Use System Fonts for Body Text
Loading Google Fonts adds a network request. For body text, consider using system fonts instead:
font-family: -apple-system, BlinkMacSystemFont, 'Segoe UI', Roboto, sans-serif;
Step 6 — Enable Browser Caching
Shopify automatically sets cache headers for static assets (images, CSS, JS) at the CDN level. However, you can improve caching by:
- Not adding cache-busting query strings to asset URLs unnecessarily
- Using Shopify's
asset_urlfilter, which includes a version hash for proper cache invalidation
Step 7 — Optimize Your Liquid Code
Inefficient Liquid code can slow down your server response time (Time to First Byte). Common issues:
- Too many API calls in loops: Avoid calling
all_productsinside aforloop - Deeply nested loops: Keep loop nesting to a maximum of 2 levels
- Large snippets rendered unnecessarily: Use
{% if %}guards before rendering heavy snippets
Step 8 — Use a CDN for Images
Good news — Shopify already serves all your images through Fastly's global CDN automatically. You do not need to set this up. However, make sure you're using Shopify-hosted images (uploaded through admin) rather than images hosted on external slow servers.

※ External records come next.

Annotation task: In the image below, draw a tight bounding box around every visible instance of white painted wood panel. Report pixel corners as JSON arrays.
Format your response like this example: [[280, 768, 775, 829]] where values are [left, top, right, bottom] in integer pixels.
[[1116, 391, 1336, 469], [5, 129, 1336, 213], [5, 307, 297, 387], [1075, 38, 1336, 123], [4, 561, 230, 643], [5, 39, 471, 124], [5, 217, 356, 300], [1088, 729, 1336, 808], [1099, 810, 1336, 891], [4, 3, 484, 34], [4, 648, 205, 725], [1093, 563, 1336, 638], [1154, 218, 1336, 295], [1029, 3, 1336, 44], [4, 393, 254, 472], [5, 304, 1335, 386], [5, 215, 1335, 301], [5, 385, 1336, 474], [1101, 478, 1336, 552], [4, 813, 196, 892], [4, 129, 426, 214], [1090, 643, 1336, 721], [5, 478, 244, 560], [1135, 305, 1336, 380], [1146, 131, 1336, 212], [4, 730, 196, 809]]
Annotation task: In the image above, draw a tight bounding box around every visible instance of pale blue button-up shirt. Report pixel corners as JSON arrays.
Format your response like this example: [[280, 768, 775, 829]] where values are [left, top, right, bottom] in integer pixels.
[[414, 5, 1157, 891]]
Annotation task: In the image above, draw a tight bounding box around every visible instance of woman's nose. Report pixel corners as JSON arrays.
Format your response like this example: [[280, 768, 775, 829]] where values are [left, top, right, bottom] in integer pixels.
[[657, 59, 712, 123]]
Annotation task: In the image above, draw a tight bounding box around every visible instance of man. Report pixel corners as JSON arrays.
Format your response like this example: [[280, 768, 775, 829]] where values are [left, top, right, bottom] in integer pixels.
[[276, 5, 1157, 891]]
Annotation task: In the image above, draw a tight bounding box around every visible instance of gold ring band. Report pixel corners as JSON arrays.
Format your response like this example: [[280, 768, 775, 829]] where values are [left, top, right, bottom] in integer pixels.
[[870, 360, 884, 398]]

Step 9 — Minimize Third-Party Scripts
Third-party scripts from analytics tools, chat widgets, social media pixels, and marketing tools all add load time. Audit your scripts:
- Facebook Pixel: Load asynchronously
- Google Analytics 4: Use Shopify's built-in GA4 integration instead of manually adding the script
- Live chat: Only load the chat widget after user interaction (most modern chat apps do this)
- Instagram feed apps: These are often very heavy — consider replacing with a static Instagram widget
Core Web Vitals — What Google Measures
Google specifically measures three Core Web Vitals:
- LCP (Largest Contentful Paint): How fast the largest visible element loads. Target: under 2.5 seconds. Fix: optimize your hero image.
- FID/INP (Interaction to Next Paint): How fast the page responds to user input. Target: under 200ms. Fix: reduce JavaScript execution.
- CLS (Cumulative Layout Shift): How much the page layout shifts as it loads. Target: under 0.1. Fix: set explicit width and height on all images.
Expected Results
After implementing all optimizations in this guide, here is what you can realistically expect:
- PageSpeed mobile score: 60-85 (up from 20-40 for a typical unoptimized store)
- LCP: under 3 seconds on a 4G connection
- Conversion rate improvement: 10-25%
- Bounce rate reduction: 5-15%
Speed optimization is not a one-time task. Run a PageSpeed audit every quarter and after installing any new app.